Invité de l’émission dominicale de Sud FM, Mounir Ndiaye d’ajouter : «il y a eu un dernier rapport qui a été publié par l’ANSD concernant la pauvreté avec 6 millions de sénégalais qui sont pauvres. Mais un taux de pauvreté qui a baissé sur le plan des statistiques. Pour vous dire simplement qu’il y a deux choses : l’une, c’est cette embellie sur le plan macro-économique ; et de l’autre, il y a la réalité du terrain». Donc, poursuit l’économiste «je pense que si on dit que sur 17 millions de Sénégalais, il y a eu 6 millions seulement qui sont pauvres cela peut quand même laisser à  réfléchir pour voir qu’est-ce que les Sénégalais sentent. Ou bien, est ce qu’il faudrait redéfinir la notion de pauvreté qui signifie qu’il faut 2 euros ou 2 dollars par jour pour vivre correctement dans la société». «C’est vrai que si on fixe la limite à  2 dollars, effectivement on peut dire que 6 millions de sénégalais sont pauvres», a-t-il précisé. D’ailleurs, souligne M. Ndiaye «si on regarde réellement ce qu’on peut faire avec deux dollars, soit 1200 F CFA ou 1100 F CFA, on se rend compte également qu’il faudrait relever le taux parce que même 5 dollars par jour ça ne permet pas de vivre correctement. En effet, il faut redéfinir les seuils et si on redéfinit cela on se rendra compte que beaucoup de sénégalais sont de plus en plus pauvres».

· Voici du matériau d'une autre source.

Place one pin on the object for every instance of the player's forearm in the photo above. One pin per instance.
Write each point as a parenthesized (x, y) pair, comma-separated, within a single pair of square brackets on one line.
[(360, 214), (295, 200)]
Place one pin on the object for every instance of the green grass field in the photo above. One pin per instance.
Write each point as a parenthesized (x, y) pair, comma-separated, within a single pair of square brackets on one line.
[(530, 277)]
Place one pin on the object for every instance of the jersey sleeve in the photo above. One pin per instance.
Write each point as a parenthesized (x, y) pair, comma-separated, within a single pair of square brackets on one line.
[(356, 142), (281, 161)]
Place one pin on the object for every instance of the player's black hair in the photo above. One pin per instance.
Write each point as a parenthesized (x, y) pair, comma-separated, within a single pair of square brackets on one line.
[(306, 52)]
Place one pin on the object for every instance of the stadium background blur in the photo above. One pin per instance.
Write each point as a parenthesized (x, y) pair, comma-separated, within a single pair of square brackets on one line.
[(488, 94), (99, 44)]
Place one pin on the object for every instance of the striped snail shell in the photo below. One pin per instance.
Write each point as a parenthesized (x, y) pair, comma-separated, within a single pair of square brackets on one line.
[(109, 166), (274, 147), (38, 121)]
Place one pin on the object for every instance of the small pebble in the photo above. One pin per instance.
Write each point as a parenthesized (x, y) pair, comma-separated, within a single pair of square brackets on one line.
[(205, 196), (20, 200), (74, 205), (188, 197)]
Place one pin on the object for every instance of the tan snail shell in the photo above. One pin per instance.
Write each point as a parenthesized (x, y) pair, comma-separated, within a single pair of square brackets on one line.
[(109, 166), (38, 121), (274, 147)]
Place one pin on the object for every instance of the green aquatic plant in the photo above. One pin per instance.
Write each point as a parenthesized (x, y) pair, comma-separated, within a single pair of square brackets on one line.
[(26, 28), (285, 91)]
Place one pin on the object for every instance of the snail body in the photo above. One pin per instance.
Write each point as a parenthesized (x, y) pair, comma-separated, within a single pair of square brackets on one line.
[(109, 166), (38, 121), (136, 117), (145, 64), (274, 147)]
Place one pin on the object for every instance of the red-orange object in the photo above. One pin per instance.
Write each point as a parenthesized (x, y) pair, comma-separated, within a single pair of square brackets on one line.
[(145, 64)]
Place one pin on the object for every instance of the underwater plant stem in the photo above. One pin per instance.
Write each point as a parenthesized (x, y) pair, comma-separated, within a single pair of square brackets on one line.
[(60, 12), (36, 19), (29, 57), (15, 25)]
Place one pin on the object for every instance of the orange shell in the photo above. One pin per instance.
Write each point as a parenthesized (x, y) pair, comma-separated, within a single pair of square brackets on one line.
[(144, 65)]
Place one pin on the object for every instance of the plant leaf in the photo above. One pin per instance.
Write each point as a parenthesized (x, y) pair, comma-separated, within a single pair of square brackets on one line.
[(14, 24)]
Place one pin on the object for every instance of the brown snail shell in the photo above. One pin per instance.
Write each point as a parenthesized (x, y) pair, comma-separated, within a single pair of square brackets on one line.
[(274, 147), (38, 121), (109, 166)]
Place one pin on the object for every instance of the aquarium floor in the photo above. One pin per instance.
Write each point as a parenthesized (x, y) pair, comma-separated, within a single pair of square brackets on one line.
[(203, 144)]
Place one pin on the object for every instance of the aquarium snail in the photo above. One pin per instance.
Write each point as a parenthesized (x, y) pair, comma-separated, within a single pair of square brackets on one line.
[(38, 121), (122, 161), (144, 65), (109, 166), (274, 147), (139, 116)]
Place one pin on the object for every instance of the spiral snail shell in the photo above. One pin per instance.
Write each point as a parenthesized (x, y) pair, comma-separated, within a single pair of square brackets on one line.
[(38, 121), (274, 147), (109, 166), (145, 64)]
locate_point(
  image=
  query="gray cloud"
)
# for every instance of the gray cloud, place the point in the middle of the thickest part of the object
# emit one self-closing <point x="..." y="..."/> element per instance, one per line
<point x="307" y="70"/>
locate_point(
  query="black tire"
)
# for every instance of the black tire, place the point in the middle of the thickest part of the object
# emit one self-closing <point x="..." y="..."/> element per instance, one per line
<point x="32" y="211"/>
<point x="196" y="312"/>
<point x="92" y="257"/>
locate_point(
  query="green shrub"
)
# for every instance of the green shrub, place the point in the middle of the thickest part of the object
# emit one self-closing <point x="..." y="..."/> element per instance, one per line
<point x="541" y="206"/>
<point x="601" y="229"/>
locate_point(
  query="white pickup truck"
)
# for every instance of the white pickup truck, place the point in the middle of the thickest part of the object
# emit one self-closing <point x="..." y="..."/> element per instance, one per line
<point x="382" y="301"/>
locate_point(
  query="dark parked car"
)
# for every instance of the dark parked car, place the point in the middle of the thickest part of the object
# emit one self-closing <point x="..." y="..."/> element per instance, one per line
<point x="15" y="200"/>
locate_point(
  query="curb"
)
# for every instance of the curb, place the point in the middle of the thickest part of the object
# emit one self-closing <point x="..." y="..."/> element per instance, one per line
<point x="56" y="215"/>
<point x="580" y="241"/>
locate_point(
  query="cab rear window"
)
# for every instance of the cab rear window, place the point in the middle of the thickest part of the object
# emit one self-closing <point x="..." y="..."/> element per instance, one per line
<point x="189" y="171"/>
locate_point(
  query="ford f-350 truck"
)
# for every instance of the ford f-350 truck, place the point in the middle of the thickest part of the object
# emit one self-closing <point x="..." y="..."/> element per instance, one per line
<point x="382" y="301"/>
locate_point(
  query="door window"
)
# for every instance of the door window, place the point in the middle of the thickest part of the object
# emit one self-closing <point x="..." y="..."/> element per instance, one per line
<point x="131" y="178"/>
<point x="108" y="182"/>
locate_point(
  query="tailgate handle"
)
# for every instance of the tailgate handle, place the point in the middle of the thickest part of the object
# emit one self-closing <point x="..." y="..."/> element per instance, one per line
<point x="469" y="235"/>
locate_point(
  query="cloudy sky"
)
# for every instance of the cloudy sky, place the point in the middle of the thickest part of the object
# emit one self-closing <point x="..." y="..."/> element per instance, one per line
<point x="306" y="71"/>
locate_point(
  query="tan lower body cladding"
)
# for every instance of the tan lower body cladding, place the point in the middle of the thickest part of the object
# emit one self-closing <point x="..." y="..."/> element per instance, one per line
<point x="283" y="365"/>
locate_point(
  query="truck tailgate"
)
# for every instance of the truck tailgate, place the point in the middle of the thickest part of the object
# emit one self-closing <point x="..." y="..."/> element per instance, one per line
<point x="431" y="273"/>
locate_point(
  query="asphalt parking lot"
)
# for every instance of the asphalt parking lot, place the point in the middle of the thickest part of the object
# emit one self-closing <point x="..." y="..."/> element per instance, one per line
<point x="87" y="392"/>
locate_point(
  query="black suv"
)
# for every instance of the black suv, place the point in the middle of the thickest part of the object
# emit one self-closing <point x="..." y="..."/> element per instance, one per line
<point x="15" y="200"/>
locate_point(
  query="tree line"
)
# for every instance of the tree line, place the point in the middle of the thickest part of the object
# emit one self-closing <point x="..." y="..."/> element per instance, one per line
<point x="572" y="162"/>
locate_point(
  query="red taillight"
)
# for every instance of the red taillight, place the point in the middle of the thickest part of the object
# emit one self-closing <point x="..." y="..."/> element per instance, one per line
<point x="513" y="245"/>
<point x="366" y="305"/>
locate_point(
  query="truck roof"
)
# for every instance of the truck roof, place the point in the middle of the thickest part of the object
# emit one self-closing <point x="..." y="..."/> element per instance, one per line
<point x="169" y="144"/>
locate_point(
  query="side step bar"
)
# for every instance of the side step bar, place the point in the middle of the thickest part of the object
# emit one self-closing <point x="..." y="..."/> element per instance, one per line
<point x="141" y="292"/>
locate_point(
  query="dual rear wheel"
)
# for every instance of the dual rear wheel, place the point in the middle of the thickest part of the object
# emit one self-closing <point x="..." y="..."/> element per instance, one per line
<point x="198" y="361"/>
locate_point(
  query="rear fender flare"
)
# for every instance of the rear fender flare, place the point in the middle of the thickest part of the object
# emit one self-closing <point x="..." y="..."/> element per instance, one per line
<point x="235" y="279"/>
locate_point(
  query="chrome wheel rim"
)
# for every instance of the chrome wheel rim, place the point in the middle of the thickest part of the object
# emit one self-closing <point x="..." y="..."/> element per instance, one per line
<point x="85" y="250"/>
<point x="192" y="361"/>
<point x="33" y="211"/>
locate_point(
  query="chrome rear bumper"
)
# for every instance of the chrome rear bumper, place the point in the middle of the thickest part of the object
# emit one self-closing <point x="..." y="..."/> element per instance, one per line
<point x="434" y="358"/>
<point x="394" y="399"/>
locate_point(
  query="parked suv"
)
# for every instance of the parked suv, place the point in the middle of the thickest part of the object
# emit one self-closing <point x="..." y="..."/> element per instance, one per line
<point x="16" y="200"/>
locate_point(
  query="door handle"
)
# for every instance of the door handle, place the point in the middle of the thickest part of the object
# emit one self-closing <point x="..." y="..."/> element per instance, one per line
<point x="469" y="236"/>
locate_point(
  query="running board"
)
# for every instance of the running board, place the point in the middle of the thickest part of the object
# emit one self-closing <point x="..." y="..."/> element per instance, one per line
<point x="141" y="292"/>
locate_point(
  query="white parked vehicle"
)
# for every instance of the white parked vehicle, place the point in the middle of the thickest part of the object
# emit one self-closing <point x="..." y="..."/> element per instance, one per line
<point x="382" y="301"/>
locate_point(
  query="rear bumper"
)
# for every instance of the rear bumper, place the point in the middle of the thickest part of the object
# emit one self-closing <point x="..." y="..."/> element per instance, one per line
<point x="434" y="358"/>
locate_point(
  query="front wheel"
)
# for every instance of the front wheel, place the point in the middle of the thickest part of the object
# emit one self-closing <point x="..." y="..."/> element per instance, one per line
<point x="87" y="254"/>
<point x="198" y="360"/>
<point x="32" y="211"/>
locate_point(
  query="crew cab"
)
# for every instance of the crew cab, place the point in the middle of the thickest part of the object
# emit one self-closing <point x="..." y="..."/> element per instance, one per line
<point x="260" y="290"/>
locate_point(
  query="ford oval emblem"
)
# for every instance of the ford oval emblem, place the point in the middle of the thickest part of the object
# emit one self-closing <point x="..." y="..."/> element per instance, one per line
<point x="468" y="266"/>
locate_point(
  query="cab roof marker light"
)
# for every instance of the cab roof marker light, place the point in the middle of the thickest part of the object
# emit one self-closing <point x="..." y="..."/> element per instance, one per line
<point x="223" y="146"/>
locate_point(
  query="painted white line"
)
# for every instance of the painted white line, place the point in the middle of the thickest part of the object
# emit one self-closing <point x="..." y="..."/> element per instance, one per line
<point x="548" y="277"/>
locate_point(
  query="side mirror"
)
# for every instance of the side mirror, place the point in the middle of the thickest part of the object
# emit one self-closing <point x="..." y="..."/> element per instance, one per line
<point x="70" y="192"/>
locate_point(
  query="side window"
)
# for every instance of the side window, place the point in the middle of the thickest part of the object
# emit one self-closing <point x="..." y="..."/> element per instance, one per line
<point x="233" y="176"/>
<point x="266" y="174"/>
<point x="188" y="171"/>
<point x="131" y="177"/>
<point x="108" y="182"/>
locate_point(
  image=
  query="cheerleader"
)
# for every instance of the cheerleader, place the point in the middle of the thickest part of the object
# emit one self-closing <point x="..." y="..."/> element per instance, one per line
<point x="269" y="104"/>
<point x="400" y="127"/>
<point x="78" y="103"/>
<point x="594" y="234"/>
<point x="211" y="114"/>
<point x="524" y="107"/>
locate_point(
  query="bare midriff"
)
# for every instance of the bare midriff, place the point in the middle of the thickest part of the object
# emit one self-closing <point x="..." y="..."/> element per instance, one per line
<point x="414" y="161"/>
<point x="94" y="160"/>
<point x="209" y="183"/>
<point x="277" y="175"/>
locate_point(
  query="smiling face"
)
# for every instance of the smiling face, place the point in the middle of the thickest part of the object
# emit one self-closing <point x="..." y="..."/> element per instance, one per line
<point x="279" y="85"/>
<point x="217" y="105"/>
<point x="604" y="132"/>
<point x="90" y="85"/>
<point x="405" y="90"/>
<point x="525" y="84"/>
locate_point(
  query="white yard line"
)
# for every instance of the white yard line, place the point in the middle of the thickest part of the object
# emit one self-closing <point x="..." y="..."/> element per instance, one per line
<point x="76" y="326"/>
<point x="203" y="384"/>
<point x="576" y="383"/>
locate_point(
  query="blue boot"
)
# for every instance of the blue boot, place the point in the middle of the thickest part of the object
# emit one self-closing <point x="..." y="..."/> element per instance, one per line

Toutefois, «cela ne remet pas en cause les efforts qui sont fait parle l’Etat du Sénégal pour trouver des solutions aux problèmes des sénégalais. Car, nous savons qu’à  partir de 2012, il y a eu de les bourses de sécurité familiale qui ont servi à  un certain nombre de ménages, également la Couverture Maladie Universelle (CMU) qui a permis aux ménages d’a moindrir certaines dépenses liées à  la santé, entre autres projets qui commencent à  avoir leurs effets», a-t-il fait savoir. Par ailleurs, pour l’économiste «Globalement, de 2014 à  2018 sur le plan des grandeurs macro-économiques, il y avait une véritable endémie, qui véritablement, a permis au Sénégal à  partir 2018 de rejoindre les pays à  revenus intermédiaires de la trans-inférieure.

Sachez qu’en 2011 qui est une année de repère, il y avait 13,3 millions d’habitants au Sénégal et en 2019 16,3 millions. Donc calculé la pauvreté sur 13 et 16 millions d’habitants, c’est différent. En fait, ce qu’il faut savoir c’est que, c’est une pauvreté monétaire qui est mesurée. C’est-à -dire, on prend le PIB en volume et on divise par la population, c’est normal que le taux baisse. On tient en compte aussi l’inflation. Il y a ce qu’on appelle une pauvreté subjective, qui a été mesurée par l’ANSD en 2016 dont, 56% des Sénégalais s’estiment pauvres eux-mêmes dont 45% à  Dakar. Alors qu’aujourd’hui, les statistiques nous disent qu’il y a 56% de pauvres en monde rural et 19,8% ou 20% environ de pauvres en zone urbaine. C’est un peu subtil. Et ces éléments, il faut les tenir en compte pour véritablement définir la pauvreté. Donc, finalement, tout est à  relativiser» a dit Mounir Ndiaye.